Choosing the Right Invoice Data Format

The format question is not academic. It determines your validation strategy, your storage model, your parsing dependencies, and how much friction you face when a new trading partner or tax authority enters the picture. The right answer depends on what you are building.

Internal data pipelines and analytics. Use flat JSON with a defined schema. JSON Schema gives you type validation, required-field enforcement, and tooling compatibility across every major language and database. You control the field names, the nesting depth, and the data types. Flat structures query faster, serialize smaller, and integrate directly with columnar stores, BI tools, and event streaming platforms. If your invoice data never leaves your own systems, there is no reason to adopt the structural overhead of XML-based standards.
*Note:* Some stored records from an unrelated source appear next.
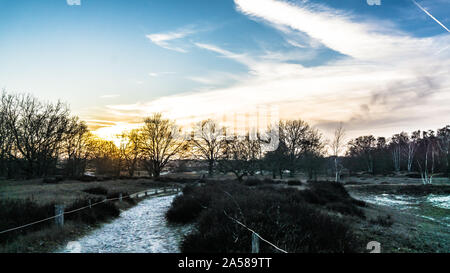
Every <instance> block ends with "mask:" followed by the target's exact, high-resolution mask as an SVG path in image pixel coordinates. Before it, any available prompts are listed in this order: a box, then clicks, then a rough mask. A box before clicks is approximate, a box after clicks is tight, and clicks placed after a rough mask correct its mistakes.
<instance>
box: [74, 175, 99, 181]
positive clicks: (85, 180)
mask: <svg viewBox="0 0 450 273" xmlns="http://www.w3.org/2000/svg"><path fill="white" fill-rule="evenodd" d="M77 180H79V181H81V182H93V181H97V177H95V176H90V175H83V176H80V177H78V178H77Z"/></svg>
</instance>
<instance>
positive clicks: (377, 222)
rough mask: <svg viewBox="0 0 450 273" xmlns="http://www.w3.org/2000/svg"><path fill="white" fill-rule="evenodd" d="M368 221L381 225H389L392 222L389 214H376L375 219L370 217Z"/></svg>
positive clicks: (388, 226) (388, 225)
mask: <svg viewBox="0 0 450 273" xmlns="http://www.w3.org/2000/svg"><path fill="white" fill-rule="evenodd" d="M369 222H370V223H371V224H374V225H380V226H383V227H391V226H392V225H393V224H394V221H392V218H391V216H390V215H387V216H385V217H383V216H380V215H378V216H377V218H375V219H370V220H369Z"/></svg>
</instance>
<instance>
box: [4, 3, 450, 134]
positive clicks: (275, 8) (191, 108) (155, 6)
mask: <svg viewBox="0 0 450 273" xmlns="http://www.w3.org/2000/svg"><path fill="white" fill-rule="evenodd" d="M417 3H418V4H419V5H420V6H421V7H423V9H425V10H426V11H428V12H429V13H430V14H432V15H433V16H434V17H435V18H436V20H438V21H439V23H440V24H442V25H444V26H447V27H448V26H449V25H450V16H449V14H450V0H433V1H431V0H422V1H417ZM436 20H434V19H433V18H431V17H430V16H429V15H427V14H426V13H425V12H424V11H423V10H421V9H420V8H419V7H418V6H417V5H415V4H414V3H413V1H411V0H391V1H387V0H381V5H379V6H376V5H375V6H370V5H368V4H367V1H366V0H340V1H334V0H322V1H319V0H315V1H313V0H309V1H301V0H298V1H275V0H260V1H255V0H235V1H233V0H203V1H200V0H189V1H186V0H179V1H175V0H170V1H167V0H157V1H150V0H147V1H144V0H136V1H125V0H111V1H103V0H81V5H79V6H77V5H68V4H67V3H66V0H40V1H32V0H29V1H25V0H0V63H1V65H0V88H5V89H6V90H7V91H9V92H29V93H32V94H35V95H37V96H39V97H41V98H43V99H45V100H56V99H58V98H59V99H61V100H63V101H67V102H68V103H69V104H70V106H71V109H72V110H73V112H74V113H75V114H78V115H80V116H81V117H82V118H83V119H85V120H87V121H88V123H89V124H90V125H91V126H92V128H93V129H97V128H99V127H103V126H106V127H108V126H110V125H113V126H112V127H113V129H111V128H110V129H111V130H110V131H114V130H116V131H117V130H119V129H123V128H127V126H128V127H129V124H135V123H138V122H140V121H141V119H142V117H143V116H145V115H146V114H149V113H151V112H154V111H162V112H164V113H166V114H167V115H168V116H169V117H172V118H176V119H177V120H180V121H181V120H198V119H202V118H205V117H209V116H212V115H215V114H217V113H219V112H220V113H222V112H233V111H237V109H238V110H239V111H242V109H243V108H244V109H254V108H255V107H257V106H258V105H271V106H273V105H275V106H277V107H278V109H279V110H277V111H279V116H280V117H281V118H303V119H306V120H308V121H309V122H311V123H313V124H315V125H316V126H317V127H318V128H320V129H323V130H324V131H327V130H328V131H330V130H331V128H333V127H334V126H335V124H336V123H337V122H340V121H342V122H345V123H346V124H347V128H348V130H349V132H350V135H352V134H354V135H356V134H361V133H365V132H369V131H370V132H371V133H374V134H390V133H394V132H395V131H398V130H406V131H411V130H415V129H418V127H419V128H423V129H425V128H435V127H438V126H441V125H444V124H445V123H446V122H447V123H448V120H450V119H449V117H450V111H449V107H448V106H447V105H449V104H448V103H449V102H450V95H449V89H448V86H449V85H448V83H449V76H448V72H449V67H450V66H449V64H450V57H449V56H450V49H449V50H447V48H446V47H447V46H448V45H449V41H450V38H449V32H447V31H446V29H445V28H444V27H443V26H442V25H440V24H439V23H438V22H437V21H436ZM200 109H201V110H200ZM419 109H420V111H423V113H419V112H420V111H419ZM425 109H426V110H425ZM387 113H388V114H387ZM437 116H438V117H440V118H437ZM110 131H108V132H110Z"/></svg>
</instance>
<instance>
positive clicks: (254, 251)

EU cross-border and Peppol compliance. UBL 2.1 profiled to Peppol BIS Billing 3.0. Non-negotiable when trading partners or government mandates operate within the Peppol network. Your invoices must conform to EN 16931 and pass Peppol's schematron business rule checks.

Country-specific tax compliance. Use whatever the national tax authority mandates: India's GSTN JSON, Saudi Arabia's ZATCA-extended UBL, Brazil's NF-e XML. The tax authority's technical specification is the definitive source, and no internal preference overrides it.

API integration and extraction output. When consuming invoice data from OCR or extraction APIs, design around the API's native output format, which is almost always JSON. If you consume from a single provider, map their response fields to your internal model directly. If you consume from multiple extraction services, define a canonical internal schema first, then write a thin mapping layer for each provider's output. This prevents your downstream logic from coupling to any single vendor's field naming conventions.

Multi-format environments. Most production invoice systems eventually operate across several formats simultaneously. JSON handles internal processing and storage. UBL serves Peppol-connected partners. Country-specific schemas satisfy regulatory submission pipelines, and sectors like defense contracting impose their own structural requirements — DCAA compliant invoicing for government contracts demands cost segregation, CLIN-level breakdowns, and audit-ready documentation that generic schemas don't anticipate. The architecture decision is not "pick one format" but rather: which formats does my system need to support, and what is my canonical internal representation?

Build a normalization layer that ingests each format natively, maps it to your canonical model, and transforms outbound documents into whatever the target system requires. The canonical model becomes your single source of truth for business logic, validation, and reporting. Format-specific concerns stay isolated at the ingestion and emission boundaries.

The practical principle: start with the simplest format that satisfies your immediate requirements. For most teams, that means flat JSON with a well-defined schema. Add UBL when a Peppol integration reaches your roadmap, and country-specific formats when you expand into jurisdictions that mandate them.